I am not surprised that it took him almost 20 years to break-even. I just wonder how many people are comfortable telling others how long it took for their overpriced property to “return to life” again.
Why the Property Price Index can be deceiving
The URA’s Property Price Index (PPI) shows that the property price peak in the second quarter of 1996 was surpassed by a new high sometime in the middle of 2010. However, the PPI is an index that only shows the average price of all caveats lodged when buyers exercise their Option to Purchase. It monitors the general price movement of all private residential properties, but hides all the deviations from the average PPI.

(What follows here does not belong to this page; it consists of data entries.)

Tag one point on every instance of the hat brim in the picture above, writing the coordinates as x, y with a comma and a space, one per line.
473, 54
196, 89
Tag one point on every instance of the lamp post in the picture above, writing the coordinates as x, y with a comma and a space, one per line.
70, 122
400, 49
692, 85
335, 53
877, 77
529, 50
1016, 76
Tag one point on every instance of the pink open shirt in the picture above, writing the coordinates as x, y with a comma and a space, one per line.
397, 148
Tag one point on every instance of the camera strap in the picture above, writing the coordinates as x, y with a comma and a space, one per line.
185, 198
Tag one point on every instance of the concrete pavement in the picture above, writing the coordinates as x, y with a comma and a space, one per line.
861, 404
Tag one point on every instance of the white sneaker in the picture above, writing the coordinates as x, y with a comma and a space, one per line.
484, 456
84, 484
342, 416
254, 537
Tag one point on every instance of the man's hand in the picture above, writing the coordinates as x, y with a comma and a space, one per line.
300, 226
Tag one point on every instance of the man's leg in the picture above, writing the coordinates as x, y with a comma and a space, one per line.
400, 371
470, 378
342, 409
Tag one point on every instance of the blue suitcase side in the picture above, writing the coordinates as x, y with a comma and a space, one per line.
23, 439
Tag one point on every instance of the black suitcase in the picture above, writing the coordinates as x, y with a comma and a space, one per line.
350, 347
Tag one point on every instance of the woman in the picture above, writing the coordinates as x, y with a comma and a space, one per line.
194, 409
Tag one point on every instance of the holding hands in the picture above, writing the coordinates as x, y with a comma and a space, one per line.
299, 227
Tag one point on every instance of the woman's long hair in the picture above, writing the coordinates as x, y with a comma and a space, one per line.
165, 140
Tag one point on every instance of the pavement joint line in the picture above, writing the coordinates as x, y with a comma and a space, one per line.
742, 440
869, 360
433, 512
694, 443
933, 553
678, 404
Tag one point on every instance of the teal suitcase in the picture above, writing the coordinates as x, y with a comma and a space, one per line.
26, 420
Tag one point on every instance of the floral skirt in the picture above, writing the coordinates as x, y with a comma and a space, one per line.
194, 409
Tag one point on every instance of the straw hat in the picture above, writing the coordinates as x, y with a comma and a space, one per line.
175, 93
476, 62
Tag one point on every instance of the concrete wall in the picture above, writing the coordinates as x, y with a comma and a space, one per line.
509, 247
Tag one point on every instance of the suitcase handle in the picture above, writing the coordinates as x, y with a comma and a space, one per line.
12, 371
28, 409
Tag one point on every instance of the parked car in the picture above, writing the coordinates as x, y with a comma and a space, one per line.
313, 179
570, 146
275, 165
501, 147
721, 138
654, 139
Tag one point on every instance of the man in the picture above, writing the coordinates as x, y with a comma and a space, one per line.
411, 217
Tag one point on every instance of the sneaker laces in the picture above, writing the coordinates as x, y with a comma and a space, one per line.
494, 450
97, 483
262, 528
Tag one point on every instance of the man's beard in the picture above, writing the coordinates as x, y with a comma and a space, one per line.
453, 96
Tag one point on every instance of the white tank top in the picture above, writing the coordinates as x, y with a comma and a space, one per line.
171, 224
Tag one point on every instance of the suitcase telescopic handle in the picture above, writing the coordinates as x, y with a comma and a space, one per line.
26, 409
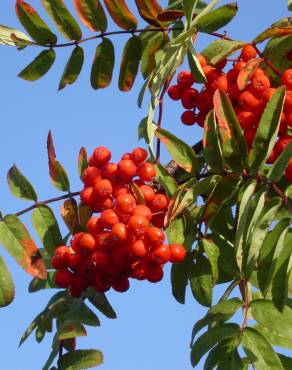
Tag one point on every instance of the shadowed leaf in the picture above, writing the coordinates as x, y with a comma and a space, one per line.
19, 185
18, 242
39, 66
121, 14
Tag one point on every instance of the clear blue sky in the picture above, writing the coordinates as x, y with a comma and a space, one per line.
152, 331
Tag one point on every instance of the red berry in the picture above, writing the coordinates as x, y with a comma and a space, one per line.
177, 253
174, 92
63, 278
185, 79
146, 172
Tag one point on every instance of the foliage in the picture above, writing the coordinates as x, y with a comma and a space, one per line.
228, 207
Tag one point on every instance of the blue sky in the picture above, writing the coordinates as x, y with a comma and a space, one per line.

PPI includes all the transacted units from property new launches sold at ‘future prices’ by the developers. It also encompasses resale units from relatively new projects that are able to sell at higher prices. There are relatively few transactions from projects that are 15, 20 years or even older. After all, with so many new launches coming up every quarter, who cares about such old developments?
What goes up must come down
It is naïve to believe that prices can rise indefinitely. The market never goes up or down forever. It is destined to change course at a certain point of time.
Nothing can defy the law of gravity: If you drop a ball from a height, it will bounce back from the ground and reach for the sky again. And the higher it bounces, the nearer to the point where you will see the ball falling again.
Forget the sales talk about how property prices can only go up, how property investors always prosper in the long-term, and how this time is going to be different.
The Japanese property bubble that burst in the late 1980s started two lost decades (and still counting). The question is: How long are you prepared to wait to see the resurrection of your purchase price?
How history repeats itself
Many people are asking: What will happen to the Singapore property market?
If you want to understand the financial markets and how it will turn out, don’t study economics or finance. You should delve into history. For history doesn’t only show you how to read the present, it also tells you the future from the past.
Don’t just look at the name and date of a historical event. Read the details. You will find that there are many lessons to be learnt because there are so many up and downs in the history of the property industry.
If the history of Singapore is not long enough, look outside the country. Look at what has happened in the property markets in any country in Asia, US or Europe.
If the property market has not given you too many hints, you can look outside of real estate to study the history of different market bubbles. We have experienced many booms in our history: the railway industry in the 1840s, the commodity market in the early 1970s, technology stocks in the late 1990s, and the US housing market in the 2000s. These booms all developed into speculative manias, before they finally collapsed and caused an economic upheaval.
Technology evolves over time. Things change in the long run. But the ignorance and greed of human nature remain the same.
Once you understand the past, you can explain why things are where they are now. Once you know what is going on at present, it is not difficult to tell what will happen in the near future.
Stay calm, be intact
I am not a doomsayer. But please keep in mind that:
When the market is hot, there is no need to be too excited. Likewise, when the market is gloomy, it is not necessary to be too pessimistic.
Buy new launch projects before prices go up again?
All overseas properties promise handsome profit?
Any time is a good time to buy property?
Property prices will always go up?
Property is a safe investment for the long-term?
Whenever you hear people making these statements, you don’t even bother to argue. You can just keep quiet and smile.